Detecting reduction operations

I want to be able to detect reduction operations using a method
similar to that described here:

http://portal.acm.org/citation.cfm?id=237578.237581

(I am open to other suggestions if there is a better technique).

I am curious if anyone has done this with LLVM or if there are and
recommendations for where to start with my implementation. I am only
interested in identifying the reductions -- I will not need to do any
kind of transformation to exploit the parallelism. However, if this
sort of work might be useful to others, I can try to generalize the
interface based on any suggestions in case my work gets to the point
where it could be checked in.

Scott

To be more specific, it would be helpful to have some utilities for
finding dependencies (true, output, and anti-).
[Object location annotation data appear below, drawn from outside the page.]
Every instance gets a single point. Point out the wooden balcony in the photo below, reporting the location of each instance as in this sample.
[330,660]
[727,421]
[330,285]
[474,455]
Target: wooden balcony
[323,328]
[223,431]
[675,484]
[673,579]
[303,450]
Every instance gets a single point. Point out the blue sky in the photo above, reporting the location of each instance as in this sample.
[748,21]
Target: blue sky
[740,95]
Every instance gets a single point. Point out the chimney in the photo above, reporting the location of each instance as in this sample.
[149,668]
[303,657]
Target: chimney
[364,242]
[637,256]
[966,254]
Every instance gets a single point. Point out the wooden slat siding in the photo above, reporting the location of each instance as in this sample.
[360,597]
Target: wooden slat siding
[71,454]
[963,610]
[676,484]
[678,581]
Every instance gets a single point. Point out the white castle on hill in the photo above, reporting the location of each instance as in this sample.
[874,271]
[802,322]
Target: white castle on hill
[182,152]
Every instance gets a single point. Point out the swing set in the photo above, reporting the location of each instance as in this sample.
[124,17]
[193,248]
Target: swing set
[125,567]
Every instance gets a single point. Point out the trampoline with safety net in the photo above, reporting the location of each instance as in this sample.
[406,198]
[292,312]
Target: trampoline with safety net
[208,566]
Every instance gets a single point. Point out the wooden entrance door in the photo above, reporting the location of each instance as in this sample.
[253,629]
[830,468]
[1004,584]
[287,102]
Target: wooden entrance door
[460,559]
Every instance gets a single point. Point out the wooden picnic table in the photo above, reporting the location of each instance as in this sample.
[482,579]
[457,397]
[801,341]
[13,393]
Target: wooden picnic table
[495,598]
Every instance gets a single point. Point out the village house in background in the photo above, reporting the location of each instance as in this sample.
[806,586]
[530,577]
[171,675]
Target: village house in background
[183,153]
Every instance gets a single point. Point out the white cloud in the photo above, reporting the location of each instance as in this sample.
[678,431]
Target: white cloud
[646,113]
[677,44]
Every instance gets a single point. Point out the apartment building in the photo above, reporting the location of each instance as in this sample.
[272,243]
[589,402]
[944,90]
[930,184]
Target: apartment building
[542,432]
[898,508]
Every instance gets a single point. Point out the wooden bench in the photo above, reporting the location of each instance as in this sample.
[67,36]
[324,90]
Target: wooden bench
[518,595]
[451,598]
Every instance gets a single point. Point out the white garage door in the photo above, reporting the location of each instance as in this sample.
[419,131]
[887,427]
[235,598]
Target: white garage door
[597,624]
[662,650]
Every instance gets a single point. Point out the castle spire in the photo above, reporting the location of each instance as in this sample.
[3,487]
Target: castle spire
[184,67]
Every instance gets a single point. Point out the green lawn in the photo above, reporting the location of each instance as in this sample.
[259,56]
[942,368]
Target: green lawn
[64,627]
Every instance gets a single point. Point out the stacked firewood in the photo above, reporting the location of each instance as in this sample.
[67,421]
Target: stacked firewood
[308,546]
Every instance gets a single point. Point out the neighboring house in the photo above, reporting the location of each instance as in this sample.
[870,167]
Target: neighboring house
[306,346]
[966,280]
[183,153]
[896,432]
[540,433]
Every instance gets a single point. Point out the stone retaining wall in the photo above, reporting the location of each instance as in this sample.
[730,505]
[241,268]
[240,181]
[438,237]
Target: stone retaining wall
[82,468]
Where is a good place
to start for this kind of analysis?

Thanks,
Scott

To be more specific, it would be helpful to have some utilities for
finding dependencies (true, output, and anti-). Where is a good place
to start for this kind of analysis?

Hi Scott,

Do you mean loop carried dependencies? There is some initial work on dependence analysis, but it is still pretty young. We also have support for dependence between memory operations that are not loop aware.

-Chris

Hi Scott,

Do you mean loop carried dependencies? There is some initial work on
dependence analysis, but it is still pretty young. We also have support for
dependence between memory operations that are not loop aware.

-Chris

I think the dependence analysis will have to be loop aware. For example:

bb:
        %indvar = phi i64 [ 0, %bb.nph ], [ %indvar.next, %bb ]
        %sum = phi i32 [ 0, %bb.nph ], [ %3, %bb ]
        %1 = getelementptr i32* %X, i64 %indvar
        %2 = load i32* %1, align 4
        %3 = add i32 %2, %sum
        %indvar.next = add i64 %indvar, 1
        %exitcond = icmp eq i64 %indvar.next, %tmp.
        br i1 %exitcond, label %bb2, label %bb

I would like to recognize that there is circular dependence (true and
anti-) between %3 and %sum and that the only operations that form this
dependence are associative+commutative (e.g. addition). In this
example, we can see that by just looking at the operands of the %sum
and %3 instructions. But things get more challenging when we toss in,
say, a constant scalar multiply into each iteration. Then the
dependencies have an intermediate operations between them:

bb:
        %indvar = phi i64 [ 0, %bb.nph ], [ %indvar.next, %bb ]
        %sum = phi i32 [ 0, %bb.nph ], [ %3, %bb ]
        %1 = getelementptr i32* %X, i64 %indvar
        %2 = load i32* %1, align 4
        %3 = mul i32 %2, 4
%3 = add i32 %2, %sum
        %indvar.next = add i64 %indvar, 1
        %exitcond = icmp eq i64 %indvar.next, %tmp.
        br i1 %exitcond, label %bb2, label %bb

1) %3 has a true dependency on %sum (this is trivial by just looking
at the operands of the add inst)
2) %sum has an anti

But things get more challenging when we toss in,
say, a constant scalar multiply into each iteration. Then the
dependencies have an intermediate operations between them:

bb:
       %indvar = phi i64 [ 0, %bb.nph ], [ %indvar.next, %bb ]
       %sum = phi i32 [ 0, %bb.nph ], [ %3, %bb ]
       %1 = getelementptr i32* %X, i64 %indvar
       %2 = load i32* %1, align 4
       %3 = mul i32 %2, 4
%3 = add i32 %2, %sum
       %indvar.next = add i64 %indvar, 1
       %exitcond = icmp eq i64 %indvar.next, %tmp.
       br i1 %exitcond, label %bb2, label %bb

1) %3 has a true dependency on %sum (this is trivial by just looking
at the operands of the add inst)
2) %sum has an anti

Whoops, ignore the second example.

Anyway, I clearly need to think this through a bit more. But it might
be helpful to start looking at the dependence analysis stuff that is
available. Memory dependence will not help in general I think because
the arithmetic could be all done in intermediate values.

Hi Scott,

Do you mean loop carried dependencies? There is some initial work on
dependence analysis, but it is still pretty young. We also have support for
dependence between memory operations that are not loop aware.

-Chris

I think the dependence analysis will have to be loop aware. For example:

Okay, so the short answer is that we don't have what you need out of the box.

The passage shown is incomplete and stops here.